Um conto pelos 12 anos de um dos episódios mais sublimes da história do futebol
– Zwazo, Zwazo! Acorde!
Era assim, Zwazo, que na língua crioula haitiana quer dizer pequeno passarinho, que o irmão mais velho chamava o mais novo.
– Acorde! Os tanques de guerra tomaram as ruas!
O menino levantou num só salto e se pôs no chão, com as mãos na cabeça. Puro medo.
Nem respirou, nem pegou roupa, nem vestiu chinelo. Saiu pelas ruas, de mãos dadas com o irmão, caindo no frenesi imenso que acometia Porto Príncipe.
Zwazo não entendia nada, mas a confiança cega o fazia se deixar levar pelo irmão.
Corpos esguios driblando a multidão, ganhando terreno. À medida que iam andando, o povo se fazia mais denso a ponto de impedir o avanço dos dois. E certa feita o aperto foi tanto que Zwazo sentiu a mão do irmão escapar. E de repente, o menino era todo solidão em meio a uma mar de gente.
Assustado, o piá berrou, buscou nas mãos de estranhos a mão do irmão, mas nada. Esmoreceu. E foi com a multidão, que o carregava à força, como um corpo sem vontade, levado ao sabor da massa e do vento.

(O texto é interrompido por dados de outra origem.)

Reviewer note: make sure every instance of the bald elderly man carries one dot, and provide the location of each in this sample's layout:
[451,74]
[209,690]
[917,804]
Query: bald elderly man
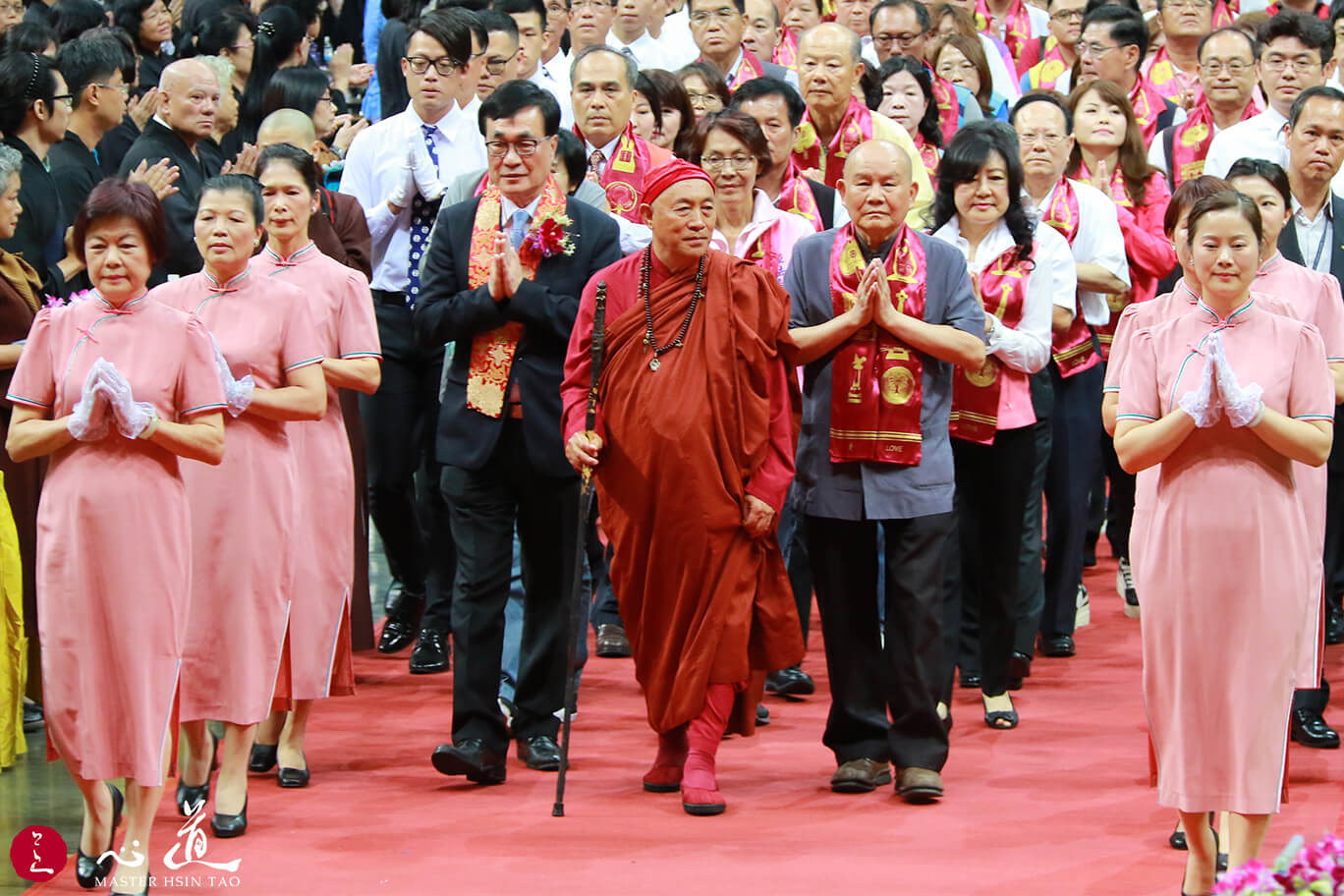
[189,99]
[882,314]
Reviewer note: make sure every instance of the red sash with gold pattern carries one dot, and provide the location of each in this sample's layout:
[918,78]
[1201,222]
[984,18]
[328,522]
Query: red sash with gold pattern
[1071,350]
[492,352]
[854,129]
[1016,26]
[876,380]
[975,394]
[796,196]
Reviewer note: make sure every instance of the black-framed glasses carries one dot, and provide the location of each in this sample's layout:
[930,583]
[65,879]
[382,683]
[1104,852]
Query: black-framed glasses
[444,66]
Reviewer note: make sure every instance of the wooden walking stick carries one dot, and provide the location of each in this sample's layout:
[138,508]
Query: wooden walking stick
[577,614]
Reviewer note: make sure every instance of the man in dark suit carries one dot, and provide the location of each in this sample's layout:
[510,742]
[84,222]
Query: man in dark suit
[1315,238]
[507,300]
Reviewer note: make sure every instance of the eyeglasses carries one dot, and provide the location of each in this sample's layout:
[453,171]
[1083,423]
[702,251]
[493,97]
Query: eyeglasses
[903,40]
[723,15]
[499,148]
[719,163]
[444,66]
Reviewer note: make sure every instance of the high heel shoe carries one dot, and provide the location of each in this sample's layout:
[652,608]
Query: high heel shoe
[193,797]
[88,869]
[227,826]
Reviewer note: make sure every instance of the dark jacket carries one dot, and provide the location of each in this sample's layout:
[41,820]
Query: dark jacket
[452,311]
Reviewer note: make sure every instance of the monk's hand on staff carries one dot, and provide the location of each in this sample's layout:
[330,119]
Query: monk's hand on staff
[756,516]
[583,449]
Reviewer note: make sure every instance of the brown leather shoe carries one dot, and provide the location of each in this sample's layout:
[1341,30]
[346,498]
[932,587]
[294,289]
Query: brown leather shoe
[920,785]
[861,776]
[612,641]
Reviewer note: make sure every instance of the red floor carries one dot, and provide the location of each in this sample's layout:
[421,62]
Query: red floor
[1061,805]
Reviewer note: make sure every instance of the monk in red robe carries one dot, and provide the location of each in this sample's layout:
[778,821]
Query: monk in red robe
[693,456]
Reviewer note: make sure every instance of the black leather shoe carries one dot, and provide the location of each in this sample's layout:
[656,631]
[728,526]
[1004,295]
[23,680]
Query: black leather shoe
[262,757]
[88,870]
[227,826]
[539,753]
[1056,644]
[471,757]
[1333,625]
[612,641]
[1310,730]
[430,653]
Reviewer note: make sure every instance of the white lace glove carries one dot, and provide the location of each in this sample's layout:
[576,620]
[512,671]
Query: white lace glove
[134,418]
[90,420]
[237,392]
[424,171]
[1201,402]
[1242,403]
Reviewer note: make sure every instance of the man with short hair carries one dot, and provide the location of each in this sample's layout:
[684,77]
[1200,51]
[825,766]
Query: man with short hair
[603,94]
[1226,97]
[693,457]
[1296,54]
[508,301]
[395,169]
[882,313]
[1113,43]
[836,121]
[189,98]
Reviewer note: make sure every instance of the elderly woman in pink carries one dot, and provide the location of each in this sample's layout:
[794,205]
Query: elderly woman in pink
[270,368]
[323,543]
[731,148]
[114,388]
[1227,399]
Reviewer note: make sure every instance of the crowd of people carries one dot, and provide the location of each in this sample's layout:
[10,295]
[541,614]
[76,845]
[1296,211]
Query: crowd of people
[894,304]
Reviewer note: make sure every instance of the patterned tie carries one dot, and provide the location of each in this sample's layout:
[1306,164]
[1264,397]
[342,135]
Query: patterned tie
[422,219]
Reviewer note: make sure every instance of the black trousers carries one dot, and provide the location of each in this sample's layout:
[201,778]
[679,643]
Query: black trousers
[485,505]
[1076,450]
[401,422]
[869,679]
[992,486]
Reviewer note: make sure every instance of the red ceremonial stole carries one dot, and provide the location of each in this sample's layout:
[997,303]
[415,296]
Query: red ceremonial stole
[876,380]
[1071,350]
[975,394]
[1016,26]
[625,172]
[854,129]
[1191,141]
[492,352]
[796,196]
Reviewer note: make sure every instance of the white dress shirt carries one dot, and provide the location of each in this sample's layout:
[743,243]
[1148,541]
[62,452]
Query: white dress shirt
[1098,242]
[376,164]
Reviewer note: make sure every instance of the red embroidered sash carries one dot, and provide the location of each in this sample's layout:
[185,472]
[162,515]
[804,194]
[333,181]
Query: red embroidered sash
[876,382]
[492,352]
[1071,350]
[975,394]
[854,129]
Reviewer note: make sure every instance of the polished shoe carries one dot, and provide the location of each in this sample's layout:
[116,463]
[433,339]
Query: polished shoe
[791,683]
[1333,628]
[861,776]
[920,785]
[227,826]
[540,753]
[262,757]
[471,757]
[612,641]
[1310,730]
[1056,644]
[88,870]
[430,653]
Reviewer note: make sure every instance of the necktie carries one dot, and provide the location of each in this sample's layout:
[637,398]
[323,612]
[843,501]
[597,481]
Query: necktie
[518,230]
[422,219]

Cheiro de óleo diesel. Zumbido de aço encontrando ferro. Gritos, súplicas. E abriu-se diante do menino um clarão – aquela gente o tinha empurrado para o meio rua por onde passavam tanques de guerra.
Zwazo congelou. O frio e a febre correram seu corpo magro. Olhos arregalados, mãos geladas e boca trêmula, fazendo um bico que ele não conseguia conter – era o retrato do medo.
O menino olhou para os soldados, mas não viu armas. Fitou as mãos deles mas só viu acenos. Notou que as fardas não eram de guerra, mas amarelas. E entendeu, enfim, que a violência, naquele dia, havia sido brecada por uns moços de bem, uma gente feliz e acolhedora.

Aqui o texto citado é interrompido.